Homosexuals are sick, according to a prominent Colombian university’s submission to the Constitutional Court.
La Sabana Universty’s faculty of medicine stated that homosexuals are “away from the common, which is somehow a disease” and suffer “an anomaly,” in a report sent to the Constitutional Court regarding an ongoing debate on gay couples’ right to adopt.
“Gay and lesbian people deserve our respect as people, but it should be noted their behavior deviates from the common, which is somehow a disease,” stated university professor, Dr. Pablo Arango, in the four page report.
Homosexuals “exhibit… higher rate of mental illness, suffer more often from HIV/AIDS and other STDs, with a higher rate of suicide,” and that “these same-sex couples are much more unstable” and “commit more sexual abuse,” said the report.
Homosexual relationships offer a greater possibility of children displaying such “disruptive behavior as drug abuse, eating disorders, school failure, bad behavior in class and more often suffer the traumatic experiences of separation and divorce,” said the report.
Furthermore, the report stated that children raised by homosexuals have low self-esteem, stress and insecurity about their future life.
The report flippantly dismisses counter evidence and adopts studies which conveniently align with its central thesis.
Those who conducted contradictory studies are “all gay activists and undoubtedly some opinions are of lesbians. Likewise with the working group of the American Association of Pediatrics.”
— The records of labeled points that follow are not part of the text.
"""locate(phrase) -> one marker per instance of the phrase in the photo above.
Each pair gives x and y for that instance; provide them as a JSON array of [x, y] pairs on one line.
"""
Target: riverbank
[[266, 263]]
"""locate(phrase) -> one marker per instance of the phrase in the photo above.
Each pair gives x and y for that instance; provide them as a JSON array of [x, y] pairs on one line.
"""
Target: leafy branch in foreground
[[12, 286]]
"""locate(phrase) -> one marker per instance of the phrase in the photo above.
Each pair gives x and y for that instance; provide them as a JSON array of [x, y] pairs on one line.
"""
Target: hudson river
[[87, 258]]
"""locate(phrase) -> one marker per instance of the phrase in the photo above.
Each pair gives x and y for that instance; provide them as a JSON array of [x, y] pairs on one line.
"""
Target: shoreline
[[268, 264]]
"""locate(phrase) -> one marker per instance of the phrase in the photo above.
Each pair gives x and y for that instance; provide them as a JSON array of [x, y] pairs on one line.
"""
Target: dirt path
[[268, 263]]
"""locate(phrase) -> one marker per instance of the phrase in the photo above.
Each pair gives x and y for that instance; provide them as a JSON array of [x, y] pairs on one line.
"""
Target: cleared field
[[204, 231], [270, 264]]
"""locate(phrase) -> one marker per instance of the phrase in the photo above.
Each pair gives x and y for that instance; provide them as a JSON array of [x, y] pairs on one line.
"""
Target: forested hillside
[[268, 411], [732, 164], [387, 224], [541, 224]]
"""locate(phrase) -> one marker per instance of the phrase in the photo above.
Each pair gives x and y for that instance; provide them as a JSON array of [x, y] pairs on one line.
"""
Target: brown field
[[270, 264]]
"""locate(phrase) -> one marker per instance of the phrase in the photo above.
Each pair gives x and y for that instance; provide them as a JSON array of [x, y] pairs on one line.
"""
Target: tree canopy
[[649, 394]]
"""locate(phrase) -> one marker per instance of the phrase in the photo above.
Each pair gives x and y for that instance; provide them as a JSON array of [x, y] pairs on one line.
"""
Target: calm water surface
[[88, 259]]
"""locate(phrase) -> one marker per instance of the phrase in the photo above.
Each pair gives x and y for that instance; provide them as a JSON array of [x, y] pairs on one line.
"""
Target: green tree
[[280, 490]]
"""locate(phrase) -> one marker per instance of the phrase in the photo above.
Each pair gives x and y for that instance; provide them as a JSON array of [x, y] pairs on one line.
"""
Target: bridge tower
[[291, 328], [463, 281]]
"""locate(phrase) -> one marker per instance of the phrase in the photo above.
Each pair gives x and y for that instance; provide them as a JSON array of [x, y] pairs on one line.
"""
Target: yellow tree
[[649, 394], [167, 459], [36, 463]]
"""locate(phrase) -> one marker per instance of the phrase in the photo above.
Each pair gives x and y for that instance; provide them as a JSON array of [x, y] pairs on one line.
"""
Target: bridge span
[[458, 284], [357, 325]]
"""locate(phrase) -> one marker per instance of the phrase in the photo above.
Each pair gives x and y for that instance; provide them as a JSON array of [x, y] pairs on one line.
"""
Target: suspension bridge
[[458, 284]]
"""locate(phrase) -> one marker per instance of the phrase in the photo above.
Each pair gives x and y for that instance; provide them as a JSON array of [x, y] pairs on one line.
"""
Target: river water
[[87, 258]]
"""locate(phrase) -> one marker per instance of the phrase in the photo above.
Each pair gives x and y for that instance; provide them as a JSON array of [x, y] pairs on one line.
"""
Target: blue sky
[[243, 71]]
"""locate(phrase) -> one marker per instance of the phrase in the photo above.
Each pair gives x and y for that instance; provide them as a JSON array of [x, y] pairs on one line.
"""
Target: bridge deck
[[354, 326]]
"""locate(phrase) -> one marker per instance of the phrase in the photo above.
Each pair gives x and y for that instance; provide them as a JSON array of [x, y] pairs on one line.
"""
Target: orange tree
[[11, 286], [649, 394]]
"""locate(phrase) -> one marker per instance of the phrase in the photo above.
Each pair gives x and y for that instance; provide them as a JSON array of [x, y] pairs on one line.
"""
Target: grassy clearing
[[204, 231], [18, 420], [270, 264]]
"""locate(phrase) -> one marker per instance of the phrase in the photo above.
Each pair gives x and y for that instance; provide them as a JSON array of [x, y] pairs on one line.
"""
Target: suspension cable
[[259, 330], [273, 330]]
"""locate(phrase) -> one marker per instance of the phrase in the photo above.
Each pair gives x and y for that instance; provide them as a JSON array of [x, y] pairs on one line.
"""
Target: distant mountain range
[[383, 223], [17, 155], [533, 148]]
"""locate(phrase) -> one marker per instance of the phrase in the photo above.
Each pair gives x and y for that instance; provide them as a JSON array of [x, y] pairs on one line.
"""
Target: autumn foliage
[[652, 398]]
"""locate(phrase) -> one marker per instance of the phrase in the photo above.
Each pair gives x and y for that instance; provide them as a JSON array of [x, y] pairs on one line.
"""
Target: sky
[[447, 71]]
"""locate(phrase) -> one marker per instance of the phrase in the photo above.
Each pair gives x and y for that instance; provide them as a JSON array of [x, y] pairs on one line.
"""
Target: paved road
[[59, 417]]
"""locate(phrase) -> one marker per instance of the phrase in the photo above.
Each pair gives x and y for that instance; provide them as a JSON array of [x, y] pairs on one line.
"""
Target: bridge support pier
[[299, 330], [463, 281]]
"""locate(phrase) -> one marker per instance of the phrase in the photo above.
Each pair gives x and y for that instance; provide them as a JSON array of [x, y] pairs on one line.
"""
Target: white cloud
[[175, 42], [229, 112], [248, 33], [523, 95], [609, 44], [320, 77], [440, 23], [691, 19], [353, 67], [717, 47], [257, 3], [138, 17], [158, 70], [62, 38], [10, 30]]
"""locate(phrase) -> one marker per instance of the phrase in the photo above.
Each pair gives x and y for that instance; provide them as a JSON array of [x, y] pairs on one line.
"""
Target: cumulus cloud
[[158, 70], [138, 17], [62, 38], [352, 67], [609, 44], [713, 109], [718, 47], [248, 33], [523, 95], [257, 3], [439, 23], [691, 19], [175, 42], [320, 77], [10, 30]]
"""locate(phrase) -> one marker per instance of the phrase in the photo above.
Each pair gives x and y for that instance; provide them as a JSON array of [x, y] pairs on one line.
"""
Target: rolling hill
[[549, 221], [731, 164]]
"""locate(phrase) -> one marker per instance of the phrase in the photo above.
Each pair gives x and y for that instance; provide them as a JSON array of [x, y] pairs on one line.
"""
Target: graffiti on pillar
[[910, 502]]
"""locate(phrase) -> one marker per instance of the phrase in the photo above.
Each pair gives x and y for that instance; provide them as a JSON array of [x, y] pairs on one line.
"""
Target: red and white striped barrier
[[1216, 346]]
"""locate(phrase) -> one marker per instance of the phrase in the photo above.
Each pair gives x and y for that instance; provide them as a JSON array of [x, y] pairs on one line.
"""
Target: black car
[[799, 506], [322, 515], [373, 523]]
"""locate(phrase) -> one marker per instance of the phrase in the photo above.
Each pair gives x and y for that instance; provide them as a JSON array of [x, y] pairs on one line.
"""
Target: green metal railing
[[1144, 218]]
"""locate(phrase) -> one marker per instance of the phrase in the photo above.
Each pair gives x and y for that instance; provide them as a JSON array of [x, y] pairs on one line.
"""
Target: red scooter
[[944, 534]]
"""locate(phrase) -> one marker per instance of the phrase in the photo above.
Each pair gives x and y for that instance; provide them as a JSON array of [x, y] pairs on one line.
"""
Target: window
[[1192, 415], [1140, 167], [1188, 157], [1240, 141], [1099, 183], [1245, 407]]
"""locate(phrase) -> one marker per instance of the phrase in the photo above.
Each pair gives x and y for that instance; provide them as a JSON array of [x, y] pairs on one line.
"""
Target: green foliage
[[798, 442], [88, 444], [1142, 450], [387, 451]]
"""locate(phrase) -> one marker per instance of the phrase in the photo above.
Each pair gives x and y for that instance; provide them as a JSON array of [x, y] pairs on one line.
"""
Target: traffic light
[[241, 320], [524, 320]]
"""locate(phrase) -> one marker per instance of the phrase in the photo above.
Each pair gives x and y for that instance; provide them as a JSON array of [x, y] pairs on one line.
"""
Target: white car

Answering an unasked question, the report defensively states that “the point is that if someone is ill, risks failing in his emotional life… and the consumption of psychoactive or more suicidal substances, we are not discriminating but pointing out a situation” and that “when a doctor tells a patient they are suffering from rheumatoid arthritis, a pathology that affects a small percentage of the population, that is not discriminating, the doctor is signaling to a likely person to suffer… but does not discriminate, but does offer their help.”
A PhD candidate in health policy at Canada’s McMaster University, Jaime Ardila, was quoted in Colombian daily El Tiempo as saying, “for those dedicated to academic medicine, where rigor is everything, we felt blasphemy on the scientific approach of the medical faculty of the University of Sabana to the adoption by same-sex couples.”
“The document just randomly chooses studies to create light conclusions without any methodological or scientific support. Colleagues at Sabana forgot that there are systematic reviews, cohort studies, case studies, anecdotal experiences, etc. and that each of these terms has a meaning and a different impact on the decision-making process,” Ardila was also quoted by El Tiempo as saying.
Colombia’s Association of Psychologists stated that “it is not possible to demonstrate that the sons or daughters of couples same sex have been affected in their psychological well by the sexual orientation of their parents. The studies agree that the psychological, emotional and social adjustment of children of homo-families is related to family dynamics and in particular communication, management standards and socio-economic aspects.”
The American Psychological Association stated that homosexuality is not a disease in 1973.
The World Health Organization removed homosexuality from its list of psychiatric illnesses over 25 years ago.